Parental Emotional Intelligence and Students’ Deviant Tendencies in Owerri Municipal, Imo State.
Publication Date: 22/07/2025
Author(s): Onyeocha Felicia A..
Volume/Issue: Volume 8, Issue 2 (2025)
Page No: 62-74
Journal: British Journal of Education, Learning and Development Psychology (BJELDP)
Abstract:
The study examined the extent to which parents emotional intelligence predicts students' deviant tendencies in public secondary schools in Owerri municipal, Imo State, Nigeria. Three research questions guided the study. Correlation research design was adopted.
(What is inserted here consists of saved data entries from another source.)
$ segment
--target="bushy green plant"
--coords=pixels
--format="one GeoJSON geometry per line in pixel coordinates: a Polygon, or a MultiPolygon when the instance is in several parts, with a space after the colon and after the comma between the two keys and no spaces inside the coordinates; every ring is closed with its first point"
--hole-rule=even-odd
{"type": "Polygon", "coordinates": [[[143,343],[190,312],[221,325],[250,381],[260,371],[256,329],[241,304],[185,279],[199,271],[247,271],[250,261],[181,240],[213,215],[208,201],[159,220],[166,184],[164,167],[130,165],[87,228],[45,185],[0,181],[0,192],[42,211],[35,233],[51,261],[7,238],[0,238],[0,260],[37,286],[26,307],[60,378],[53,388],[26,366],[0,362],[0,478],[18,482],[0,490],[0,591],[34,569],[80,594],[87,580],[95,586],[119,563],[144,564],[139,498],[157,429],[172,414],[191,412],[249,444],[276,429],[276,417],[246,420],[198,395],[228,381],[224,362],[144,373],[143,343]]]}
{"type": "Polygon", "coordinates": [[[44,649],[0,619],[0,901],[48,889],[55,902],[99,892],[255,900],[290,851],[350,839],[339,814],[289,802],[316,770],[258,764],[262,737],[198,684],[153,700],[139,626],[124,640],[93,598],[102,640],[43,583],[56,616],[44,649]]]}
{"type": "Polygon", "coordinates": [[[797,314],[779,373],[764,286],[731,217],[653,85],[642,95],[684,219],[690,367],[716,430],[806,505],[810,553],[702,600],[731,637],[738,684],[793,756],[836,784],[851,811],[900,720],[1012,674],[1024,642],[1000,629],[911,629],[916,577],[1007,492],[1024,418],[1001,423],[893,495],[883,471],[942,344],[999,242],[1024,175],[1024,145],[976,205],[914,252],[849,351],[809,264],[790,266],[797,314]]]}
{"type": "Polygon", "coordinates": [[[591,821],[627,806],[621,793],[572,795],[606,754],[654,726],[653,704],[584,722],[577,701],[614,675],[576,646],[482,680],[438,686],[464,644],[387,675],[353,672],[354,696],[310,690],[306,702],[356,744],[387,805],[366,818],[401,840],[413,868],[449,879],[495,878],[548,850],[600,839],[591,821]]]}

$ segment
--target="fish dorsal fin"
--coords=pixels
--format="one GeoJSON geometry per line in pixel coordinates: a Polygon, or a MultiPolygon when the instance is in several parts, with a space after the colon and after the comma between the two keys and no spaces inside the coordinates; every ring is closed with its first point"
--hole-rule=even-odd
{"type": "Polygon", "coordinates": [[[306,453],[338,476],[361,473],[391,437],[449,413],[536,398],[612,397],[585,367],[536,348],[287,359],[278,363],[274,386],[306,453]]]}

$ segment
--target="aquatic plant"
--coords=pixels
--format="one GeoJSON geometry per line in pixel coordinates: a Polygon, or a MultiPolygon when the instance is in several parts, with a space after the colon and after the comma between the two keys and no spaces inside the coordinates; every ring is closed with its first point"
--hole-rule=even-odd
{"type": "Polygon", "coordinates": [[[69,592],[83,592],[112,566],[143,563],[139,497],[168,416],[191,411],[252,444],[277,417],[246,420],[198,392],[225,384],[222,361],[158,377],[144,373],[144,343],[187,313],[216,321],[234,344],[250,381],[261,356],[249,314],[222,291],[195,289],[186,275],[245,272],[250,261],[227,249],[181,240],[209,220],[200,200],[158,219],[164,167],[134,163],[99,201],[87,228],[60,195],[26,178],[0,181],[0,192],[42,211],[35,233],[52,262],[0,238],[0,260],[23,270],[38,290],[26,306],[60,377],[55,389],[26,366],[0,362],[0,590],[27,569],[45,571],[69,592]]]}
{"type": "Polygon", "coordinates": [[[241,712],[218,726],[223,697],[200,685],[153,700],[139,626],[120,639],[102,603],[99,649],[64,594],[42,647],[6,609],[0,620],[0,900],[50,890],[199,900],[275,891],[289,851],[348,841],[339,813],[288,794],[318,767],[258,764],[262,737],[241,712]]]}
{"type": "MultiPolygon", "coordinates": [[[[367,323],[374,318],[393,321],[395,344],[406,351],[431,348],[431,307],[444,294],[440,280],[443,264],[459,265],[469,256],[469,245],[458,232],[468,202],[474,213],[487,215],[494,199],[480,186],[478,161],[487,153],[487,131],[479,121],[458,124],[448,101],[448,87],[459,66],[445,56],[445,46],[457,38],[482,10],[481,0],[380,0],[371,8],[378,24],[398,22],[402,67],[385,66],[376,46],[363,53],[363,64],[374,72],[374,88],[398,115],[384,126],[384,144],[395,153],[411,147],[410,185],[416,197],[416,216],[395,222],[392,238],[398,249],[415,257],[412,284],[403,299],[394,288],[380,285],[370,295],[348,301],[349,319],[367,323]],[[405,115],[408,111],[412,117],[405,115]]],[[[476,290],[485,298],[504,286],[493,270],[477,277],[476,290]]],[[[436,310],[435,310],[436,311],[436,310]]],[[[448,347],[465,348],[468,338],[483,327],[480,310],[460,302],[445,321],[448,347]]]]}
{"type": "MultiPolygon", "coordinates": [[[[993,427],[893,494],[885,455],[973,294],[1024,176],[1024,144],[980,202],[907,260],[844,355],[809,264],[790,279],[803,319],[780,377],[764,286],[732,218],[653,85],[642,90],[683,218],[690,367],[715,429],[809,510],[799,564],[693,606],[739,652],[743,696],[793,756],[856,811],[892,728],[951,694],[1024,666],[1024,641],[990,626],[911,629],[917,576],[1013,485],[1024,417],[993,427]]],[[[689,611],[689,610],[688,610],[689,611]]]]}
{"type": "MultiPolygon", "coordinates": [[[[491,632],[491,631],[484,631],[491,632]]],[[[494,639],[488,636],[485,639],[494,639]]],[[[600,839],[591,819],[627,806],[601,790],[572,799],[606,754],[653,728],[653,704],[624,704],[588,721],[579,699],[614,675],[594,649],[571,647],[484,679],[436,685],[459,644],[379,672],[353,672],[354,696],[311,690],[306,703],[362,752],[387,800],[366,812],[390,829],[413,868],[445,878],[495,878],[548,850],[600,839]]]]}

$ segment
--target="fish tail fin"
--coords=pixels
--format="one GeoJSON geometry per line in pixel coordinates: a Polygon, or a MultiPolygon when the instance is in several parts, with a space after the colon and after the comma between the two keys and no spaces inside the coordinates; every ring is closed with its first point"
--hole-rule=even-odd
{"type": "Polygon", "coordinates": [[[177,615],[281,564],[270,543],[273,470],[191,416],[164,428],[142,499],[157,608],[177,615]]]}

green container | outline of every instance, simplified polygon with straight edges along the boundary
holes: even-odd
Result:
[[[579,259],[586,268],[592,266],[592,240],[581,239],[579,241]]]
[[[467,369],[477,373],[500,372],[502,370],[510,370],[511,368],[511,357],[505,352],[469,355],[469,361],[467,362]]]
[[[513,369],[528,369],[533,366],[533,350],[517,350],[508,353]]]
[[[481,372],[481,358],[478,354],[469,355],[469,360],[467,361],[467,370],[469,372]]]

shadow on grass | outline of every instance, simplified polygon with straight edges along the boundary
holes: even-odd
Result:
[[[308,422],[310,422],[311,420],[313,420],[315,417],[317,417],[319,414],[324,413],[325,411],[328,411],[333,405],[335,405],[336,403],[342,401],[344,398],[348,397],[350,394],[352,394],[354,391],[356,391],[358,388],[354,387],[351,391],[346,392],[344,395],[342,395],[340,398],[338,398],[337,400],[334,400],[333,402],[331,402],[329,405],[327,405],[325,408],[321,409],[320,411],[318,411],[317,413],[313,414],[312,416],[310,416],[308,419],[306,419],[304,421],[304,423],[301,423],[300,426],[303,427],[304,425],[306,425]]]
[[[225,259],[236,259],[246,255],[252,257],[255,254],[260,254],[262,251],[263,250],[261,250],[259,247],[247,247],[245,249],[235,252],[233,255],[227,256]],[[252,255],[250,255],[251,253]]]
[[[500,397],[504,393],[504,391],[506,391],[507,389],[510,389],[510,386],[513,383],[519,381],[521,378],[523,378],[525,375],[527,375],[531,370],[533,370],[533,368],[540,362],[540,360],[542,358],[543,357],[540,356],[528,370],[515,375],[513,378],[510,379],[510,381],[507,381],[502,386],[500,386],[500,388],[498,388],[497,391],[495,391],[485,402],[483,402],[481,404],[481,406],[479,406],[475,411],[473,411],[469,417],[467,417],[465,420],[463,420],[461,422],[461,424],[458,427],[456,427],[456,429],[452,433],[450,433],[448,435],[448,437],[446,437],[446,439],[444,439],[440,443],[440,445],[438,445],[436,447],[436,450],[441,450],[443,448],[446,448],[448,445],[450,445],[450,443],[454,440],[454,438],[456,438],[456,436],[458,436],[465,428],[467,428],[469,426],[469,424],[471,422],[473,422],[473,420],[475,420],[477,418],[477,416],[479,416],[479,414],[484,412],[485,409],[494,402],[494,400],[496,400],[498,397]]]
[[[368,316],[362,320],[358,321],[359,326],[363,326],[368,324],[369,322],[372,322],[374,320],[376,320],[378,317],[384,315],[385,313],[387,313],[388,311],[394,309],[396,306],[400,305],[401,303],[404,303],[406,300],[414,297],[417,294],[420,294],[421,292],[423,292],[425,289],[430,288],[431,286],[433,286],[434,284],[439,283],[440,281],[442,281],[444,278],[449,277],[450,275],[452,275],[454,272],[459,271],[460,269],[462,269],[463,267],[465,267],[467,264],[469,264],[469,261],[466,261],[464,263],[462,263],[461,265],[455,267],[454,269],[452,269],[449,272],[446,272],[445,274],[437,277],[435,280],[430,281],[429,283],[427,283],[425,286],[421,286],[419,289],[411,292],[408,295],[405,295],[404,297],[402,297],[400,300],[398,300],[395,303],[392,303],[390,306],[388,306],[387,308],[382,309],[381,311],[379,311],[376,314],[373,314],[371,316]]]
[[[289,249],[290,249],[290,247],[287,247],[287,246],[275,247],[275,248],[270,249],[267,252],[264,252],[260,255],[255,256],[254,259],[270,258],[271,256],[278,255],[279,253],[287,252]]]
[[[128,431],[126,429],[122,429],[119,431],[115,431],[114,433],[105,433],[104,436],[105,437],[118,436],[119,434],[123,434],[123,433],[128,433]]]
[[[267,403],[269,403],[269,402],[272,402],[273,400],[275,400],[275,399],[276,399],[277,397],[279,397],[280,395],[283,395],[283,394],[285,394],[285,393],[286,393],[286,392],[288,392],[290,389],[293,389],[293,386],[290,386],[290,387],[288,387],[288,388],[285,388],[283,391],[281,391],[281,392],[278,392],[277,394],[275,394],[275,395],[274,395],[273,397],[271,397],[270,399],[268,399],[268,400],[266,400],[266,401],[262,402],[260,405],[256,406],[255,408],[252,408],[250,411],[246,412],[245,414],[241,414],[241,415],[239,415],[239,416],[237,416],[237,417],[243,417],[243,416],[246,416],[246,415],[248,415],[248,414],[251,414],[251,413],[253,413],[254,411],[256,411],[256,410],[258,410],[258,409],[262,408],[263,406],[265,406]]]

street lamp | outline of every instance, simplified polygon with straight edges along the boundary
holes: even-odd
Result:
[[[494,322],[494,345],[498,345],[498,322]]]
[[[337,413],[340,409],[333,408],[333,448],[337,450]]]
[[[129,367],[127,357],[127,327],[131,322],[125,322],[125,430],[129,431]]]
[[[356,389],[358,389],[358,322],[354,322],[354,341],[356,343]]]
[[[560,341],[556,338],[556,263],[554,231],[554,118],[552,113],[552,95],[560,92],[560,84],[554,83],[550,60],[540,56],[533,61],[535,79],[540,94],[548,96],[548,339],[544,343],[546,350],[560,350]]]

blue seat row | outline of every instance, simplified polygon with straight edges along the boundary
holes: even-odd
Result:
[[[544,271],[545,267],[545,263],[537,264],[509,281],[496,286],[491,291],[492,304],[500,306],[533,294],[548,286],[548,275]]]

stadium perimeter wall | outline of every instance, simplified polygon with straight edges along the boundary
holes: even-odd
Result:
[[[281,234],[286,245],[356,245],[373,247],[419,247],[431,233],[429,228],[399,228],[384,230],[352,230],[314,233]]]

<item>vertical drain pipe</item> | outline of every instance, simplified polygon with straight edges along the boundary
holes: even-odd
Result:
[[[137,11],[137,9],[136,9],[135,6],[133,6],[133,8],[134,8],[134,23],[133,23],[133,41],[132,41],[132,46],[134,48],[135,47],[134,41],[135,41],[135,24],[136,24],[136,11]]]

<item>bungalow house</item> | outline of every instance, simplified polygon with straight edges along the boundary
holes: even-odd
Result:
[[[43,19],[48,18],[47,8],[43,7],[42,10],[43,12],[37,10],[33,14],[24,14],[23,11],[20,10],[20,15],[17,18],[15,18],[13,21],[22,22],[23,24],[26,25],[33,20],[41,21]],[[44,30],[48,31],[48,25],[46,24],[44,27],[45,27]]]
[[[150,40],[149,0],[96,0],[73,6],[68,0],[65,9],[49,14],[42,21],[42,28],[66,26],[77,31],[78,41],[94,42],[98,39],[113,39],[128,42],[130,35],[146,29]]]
The population of the study consisted 1277 senior secondary two students in the eight public secondary schools in Owerri Municipal from which sample and respondents of 383 was derived using proportionate (at 40%) and simple sampling technique respectively. The data collection process was handled through a researcher-designed research instrument entitled: Parents' Emotional Intelligence and Students Deviant Scale (PEISDS). The instrument validation was faced evaluated by two experts in the field of Instrument Test and Measurement and the reliability tested at 0.93 using Cronbach Alpha coefficient. The collated data were analyzed using descriptive and inferential statistics such as bar chart, percentage, mean and linear regression (R2). The result reveals that the extent of emulation of parents among students in public secondary schools in Owerri municipal was low (x̄=3.19). It was also revealed that the only 11.3 percent variation in students' deviant tendencies (SDTs) was explained or predicted by parents' self-awareness (PSA), implying a very low extent prediction. The results equally shown that only 23.3percent variation in SDTs was explained or predicted by parents' self-regulation (PSR), implying a very low extent prediction. It is therefore concluded that parents emotional intelligence (with specific consideration to PSA and PSR) do not contribute significantly in regulating students' deviant tendencies in schools. This perhaps due to secondary category factors such as peer group influence, self-oriented, self-originated, juvenile curiosity and continuous exposure to these sources or instructions. Therefore, it is recommended among others that parents should create and sustain a satisfactory home environment that can adequately retain the interest of their wards, establish attachment affinity in them, and maintain the status quo through a routinely observed conscious effort. This will spur their wards to emulate them and in turn, instill those values irrespective of the contentious influence of the school system (peer group influence and the teachers' mannerism).
Keywords:
Emotional Intelligence, PSA, PSR, Deviancy, SDTs.